En effet, la Société du Grand Paris (SGP) met un pied en travers de la porte en commençant à retourner la terre sur toute la longueur de la ligne, afin qu’il n’y ait plus rien à sauver : trop tard pour remettre le projet en question au profit des terres arables ou de la biodiversité, iels ont déjà tout tué. 

100% huile d’olive de synthèse, aucun être sentient n’a été blessé dans le processus

TELL THE TRUFFE

Notre prochaines hôtes étant à Versailles, les Zaclistes nous offrent des billes de caviar moléculaire, parfumées à la truffe - trouvailles d’invendus. C’est peut-être ça la force de Zaclay : on lutte contre le capitalisme écocide, on récupère ses surplus dégueus et dégoulinants, et on les transforme en beauté.

Escale 3 - Yvelines : Le roi, ses perruches et son potager permaculturel 

27-28 juillet

Après la commune, direction les Yvelines pour y rencontrer les groupes locaux Yvelines Nord-Ouest (YNO) et Yvelines Est-Sud (YES). Deux jours, deux groupes, deux tiers-lieux. 

ORGEVAL SUMMER CAMP

Notre premier arrêt se fait à Orgeval, dans un tiers-lieu en émergence. Au cœur du parc municipal de la Brunetterie, ils et elles s’affairent à créer du lien à l’échelle locale, entre les générations et avec une focale sur l’écologie. L’équipe du Summer Camp propose ainsi tout un éventail d’événements, des concerts aux ateliers «  Inventons nos vies bas carbone » en passant par la création de poterie.
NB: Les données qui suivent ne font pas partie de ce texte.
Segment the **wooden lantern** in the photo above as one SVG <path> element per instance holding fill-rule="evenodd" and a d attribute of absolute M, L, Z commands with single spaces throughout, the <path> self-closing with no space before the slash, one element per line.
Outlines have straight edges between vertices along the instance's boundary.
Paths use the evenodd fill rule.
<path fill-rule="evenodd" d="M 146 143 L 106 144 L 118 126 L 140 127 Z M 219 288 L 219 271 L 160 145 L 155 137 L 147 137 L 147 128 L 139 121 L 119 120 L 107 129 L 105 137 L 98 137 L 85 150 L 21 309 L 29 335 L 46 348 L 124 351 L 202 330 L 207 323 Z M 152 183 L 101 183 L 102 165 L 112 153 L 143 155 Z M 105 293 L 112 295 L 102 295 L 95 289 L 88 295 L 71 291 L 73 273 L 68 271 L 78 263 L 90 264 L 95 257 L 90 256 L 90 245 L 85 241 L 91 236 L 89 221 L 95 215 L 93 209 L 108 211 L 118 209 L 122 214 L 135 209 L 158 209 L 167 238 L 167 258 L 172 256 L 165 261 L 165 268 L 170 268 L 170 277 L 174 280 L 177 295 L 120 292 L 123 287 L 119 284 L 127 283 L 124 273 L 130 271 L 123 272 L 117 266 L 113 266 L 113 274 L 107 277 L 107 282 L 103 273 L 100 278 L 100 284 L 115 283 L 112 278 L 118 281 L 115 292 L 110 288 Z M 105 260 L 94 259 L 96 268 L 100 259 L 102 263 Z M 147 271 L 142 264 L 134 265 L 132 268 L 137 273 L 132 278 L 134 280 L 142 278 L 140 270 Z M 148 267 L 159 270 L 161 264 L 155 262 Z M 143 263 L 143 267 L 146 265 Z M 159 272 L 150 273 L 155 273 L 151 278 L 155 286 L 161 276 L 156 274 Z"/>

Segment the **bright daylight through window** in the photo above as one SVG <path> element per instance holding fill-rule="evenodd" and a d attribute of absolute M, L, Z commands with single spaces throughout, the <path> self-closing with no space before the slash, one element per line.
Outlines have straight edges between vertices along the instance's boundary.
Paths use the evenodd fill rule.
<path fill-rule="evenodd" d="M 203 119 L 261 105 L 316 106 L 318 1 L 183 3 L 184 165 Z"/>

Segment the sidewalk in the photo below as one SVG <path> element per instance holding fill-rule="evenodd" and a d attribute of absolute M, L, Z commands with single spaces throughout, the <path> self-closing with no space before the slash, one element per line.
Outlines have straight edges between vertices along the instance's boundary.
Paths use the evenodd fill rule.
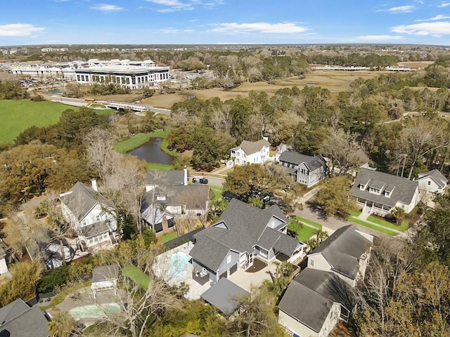
<path fill-rule="evenodd" d="M 295 211 L 294 211 L 294 214 L 295 214 L 296 216 L 301 216 L 302 218 L 304 218 L 305 219 L 310 220 L 311 221 L 320 223 L 321 225 L 322 225 L 322 226 L 327 227 L 333 231 L 337 230 L 339 228 L 341 228 L 342 227 L 344 227 L 344 226 L 348 226 L 349 225 L 354 225 L 361 231 L 368 233 L 370 234 L 375 235 L 377 237 L 380 237 L 380 236 L 390 237 L 390 235 L 387 235 L 386 234 L 382 233 L 376 230 L 373 230 L 371 228 L 368 228 L 367 227 L 362 226 L 361 225 L 358 225 L 356 223 L 350 223 L 349 221 L 340 220 L 333 216 L 329 216 L 326 219 L 325 219 L 321 217 L 318 213 L 313 212 L 308 207 L 306 207 L 306 206 L 304 207 L 302 211 L 299 211 L 298 209 L 295 209 Z M 380 225 L 378 225 L 378 224 L 375 224 L 375 225 L 378 227 L 382 227 L 382 226 L 380 226 Z M 391 230 L 390 228 L 389 230 Z M 392 230 L 394 231 L 393 230 Z M 401 232 L 399 232 L 401 233 Z"/>

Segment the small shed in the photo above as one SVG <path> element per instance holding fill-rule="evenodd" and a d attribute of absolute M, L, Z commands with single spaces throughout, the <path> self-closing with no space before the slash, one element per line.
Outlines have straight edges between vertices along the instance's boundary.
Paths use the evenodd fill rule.
<path fill-rule="evenodd" d="M 92 271 L 92 284 L 91 285 L 94 298 L 96 298 L 97 291 L 103 290 L 114 289 L 114 293 L 117 293 L 119 271 L 118 265 L 104 265 L 94 268 Z"/>
<path fill-rule="evenodd" d="M 248 291 L 224 277 L 205 291 L 200 297 L 224 314 L 231 315 L 238 309 L 239 298 L 249 295 Z"/>

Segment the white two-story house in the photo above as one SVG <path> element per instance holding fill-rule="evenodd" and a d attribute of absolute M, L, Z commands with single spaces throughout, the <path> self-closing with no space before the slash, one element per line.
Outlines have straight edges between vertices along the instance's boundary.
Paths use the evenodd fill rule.
<path fill-rule="evenodd" d="M 278 161 L 297 183 L 305 185 L 308 188 L 330 174 L 326 161 L 321 155 L 311 157 L 284 151 L 280 154 Z"/>
<path fill-rule="evenodd" d="M 95 180 L 92 185 L 78 182 L 59 197 L 63 215 L 78 234 L 80 247 L 110 244 L 117 230 L 112 206 L 97 192 Z"/>
<path fill-rule="evenodd" d="M 234 165 L 264 164 L 270 157 L 270 143 L 266 139 L 257 142 L 243 140 L 240 145 L 230 150 L 230 157 Z"/>
<path fill-rule="evenodd" d="M 410 213 L 419 201 L 419 187 L 417 181 L 361 168 L 350 194 L 356 198 L 364 212 L 385 216 L 395 207 Z"/>

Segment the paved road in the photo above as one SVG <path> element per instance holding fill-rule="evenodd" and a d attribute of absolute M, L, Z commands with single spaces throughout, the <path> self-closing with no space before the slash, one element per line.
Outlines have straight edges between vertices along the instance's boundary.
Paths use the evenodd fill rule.
<path fill-rule="evenodd" d="M 310 220 L 317 223 L 320 223 L 323 226 L 325 226 L 328 228 L 330 228 L 333 230 L 337 230 L 339 228 L 347 226 L 349 225 L 354 225 L 358 227 L 358 229 L 361 230 L 361 232 L 364 232 L 372 235 L 375 235 L 376 237 L 392 237 L 389 235 L 387 235 L 380 232 L 378 232 L 376 230 L 371 230 L 364 226 L 361 226 L 360 225 L 356 225 L 353 223 L 349 223 L 346 220 L 339 220 L 335 217 L 329 216 L 326 219 L 321 218 L 319 213 L 314 213 L 309 207 L 304 206 L 302 211 L 299 211 L 296 209 L 294 212 L 294 214 L 296 216 L 301 216 L 302 218 L 304 218 L 305 219 Z"/>
<path fill-rule="evenodd" d="M 72 98 L 70 97 L 63 97 L 58 95 L 43 95 L 43 97 L 46 100 L 51 100 L 53 102 L 60 102 L 63 104 L 65 104 L 67 105 L 72 105 L 75 107 L 86 107 L 91 103 L 85 102 L 83 98 Z M 131 110 L 134 110 L 136 106 L 142 107 L 143 110 L 146 110 L 148 111 L 151 111 L 155 114 L 170 114 L 171 111 L 168 109 L 161 109 L 159 107 L 152 107 L 151 105 L 144 105 L 142 104 L 136 104 L 136 103 L 127 103 L 125 102 L 116 102 L 113 100 L 96 100 L 95 102 L 97 104 L 102 104 L 103 105 L 108 106 L 108 105 L 120 105 L 124 107 L 129 107 Z"/>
Ce lieu de vie sociale et de culture, créé par les bénévoles en seulement quelques semaines, appelle à l’admiration. 

Un tiers-lieu n’est ni un habitat, ni un lieu de travail : c’est un troisième espace dans lequel se retrouver, se rencontrer, réaliser ses projets et vivre des alternatives. Il y en a sûrement un près de chez vous, renseignez-vous sur la carte d’Utopies Concrètes !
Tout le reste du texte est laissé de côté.